To evaluate the gastric blood flow before and after resection of the major arteries, the HyperEye Medical System (HEMS: Mizuho Medical Co. Ltd., Tokyo, Japan) was applied to visualize indocyanine green (ICG)-enhanced structures with vivid color [8]. The measurements were performed twice in each operation, the first measurement was made just after the laparotomy (referred to as “PRE”), and the second was done after resection of the pancreas and major arteries (referred to as “POST”). We routinely checked the systolic arterial blood pressure at the time of measurement to keep it within the ideal range (80–110 mmHg). Fluorescence intensities (FIs) were measured in arbitrary intensity units corresponding to the intensity. The data of the ICG measurements were analyzed for quantitative assessment using the Japan luminance-analyzing software (Mizuho Medical Co. Ltd., Tokyo, Japan). The course of FIs could be measured in freely definable regions of interest (ROIs). We set 4 ROIs (each ROI is a 1 cm circular diameter) to measure and analyze the luminance of ICG fluorescence in the stomach: (1) the lesser and (2) greater curvature of the gastric body, (3) upper gastric body, and (4) pyloric zone, using the HEMS software. We also measured the negative control intensity (NCI) in the field outside of the intra-abdominal space and the positive control intensity (PCI) in the syringe filled with diluted ICG (0.025 mg/mL), which shows high FI due to the quenching phenomena. For quantitative assessment of FIs in the stomach, we set the parameter “blood flow intensity (BFI)” which was calculated as BFI = (FI - NCI) / (PCI - NCI). We constructed the time-BFI curve and assessed the following parameters: “Δmaximum BFI” as determined from the exported fluorescence curves; “climbing time”, i.e., the time interval between the initial appearance of fluorescence within the field of view and the maximum BFI; and “climbing gradient”, i.e., Δmaximum BFI/climbing time. We performed a comparative analysis of PRE and POST repeated measured data in the same patients.

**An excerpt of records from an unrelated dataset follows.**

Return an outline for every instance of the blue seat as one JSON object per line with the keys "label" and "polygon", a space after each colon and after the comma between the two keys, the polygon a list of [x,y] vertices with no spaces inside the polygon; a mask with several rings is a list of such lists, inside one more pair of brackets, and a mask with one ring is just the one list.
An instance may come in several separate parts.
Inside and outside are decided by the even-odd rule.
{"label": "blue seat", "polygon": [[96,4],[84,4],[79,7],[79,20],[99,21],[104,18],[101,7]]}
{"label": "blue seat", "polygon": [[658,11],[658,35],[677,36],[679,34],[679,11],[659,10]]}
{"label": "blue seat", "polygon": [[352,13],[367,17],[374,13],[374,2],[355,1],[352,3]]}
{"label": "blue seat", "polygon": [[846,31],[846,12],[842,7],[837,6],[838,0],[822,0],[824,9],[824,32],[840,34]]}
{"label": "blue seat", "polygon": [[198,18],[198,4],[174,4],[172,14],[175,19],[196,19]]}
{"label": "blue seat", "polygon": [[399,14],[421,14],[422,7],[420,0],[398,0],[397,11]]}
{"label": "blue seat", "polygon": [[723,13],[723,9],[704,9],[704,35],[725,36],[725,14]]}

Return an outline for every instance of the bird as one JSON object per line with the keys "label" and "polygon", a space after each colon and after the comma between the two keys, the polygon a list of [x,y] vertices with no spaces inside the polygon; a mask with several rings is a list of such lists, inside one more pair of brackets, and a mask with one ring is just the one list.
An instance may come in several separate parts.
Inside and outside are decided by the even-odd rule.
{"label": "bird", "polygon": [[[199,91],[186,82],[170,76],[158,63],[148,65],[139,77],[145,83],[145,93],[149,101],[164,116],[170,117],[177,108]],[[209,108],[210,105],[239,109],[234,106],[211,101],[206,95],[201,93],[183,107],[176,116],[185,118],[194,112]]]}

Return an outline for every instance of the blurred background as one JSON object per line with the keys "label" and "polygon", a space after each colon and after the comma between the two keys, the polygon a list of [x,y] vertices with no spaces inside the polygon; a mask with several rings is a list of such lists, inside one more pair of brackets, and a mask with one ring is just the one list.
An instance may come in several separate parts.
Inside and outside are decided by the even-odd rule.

Data were expressed as median ± standard deviation. Statistical analyses were performed using the Mann–Whitney–Wilcoxon test and Welch's t-test for continuous data and the Chi-square test for categorical data. P < .05 was considered statistically significant.

Results

Comparisons of clinical variables between DP-CAR group and DP group in the retrospective study

In the retrospective arm, the median operation time (p = .016) was significantly longer and median blood loss volume (p = .036) was also higher in the DP-CAR group than in the DP group (Table 1). No complication associated with preoperative coiling of CHA and LGA was observed in any of the DP-CAR patients. Despite of no significant difference in the occurrence rate of IG between DP-CAR group and DP group, especially, 2 patients after DP-CAR developed severe IG complication. One patient had gastric perforation at 5 days after DP-CAR with gastric partial resection, and the other patient had severe gastritis with strong mucosal edema of the stomach, and needed a long recovery period. Furthermore, 6 of 23 (26.1%) DP-CAR patients and 5 of 54 (9.3%) DP patients needed more than 10 days to restart their oral intake. These results suggested that IG is one of the most considerable complications in patients with the body/tail PDAC after pancreatectomy.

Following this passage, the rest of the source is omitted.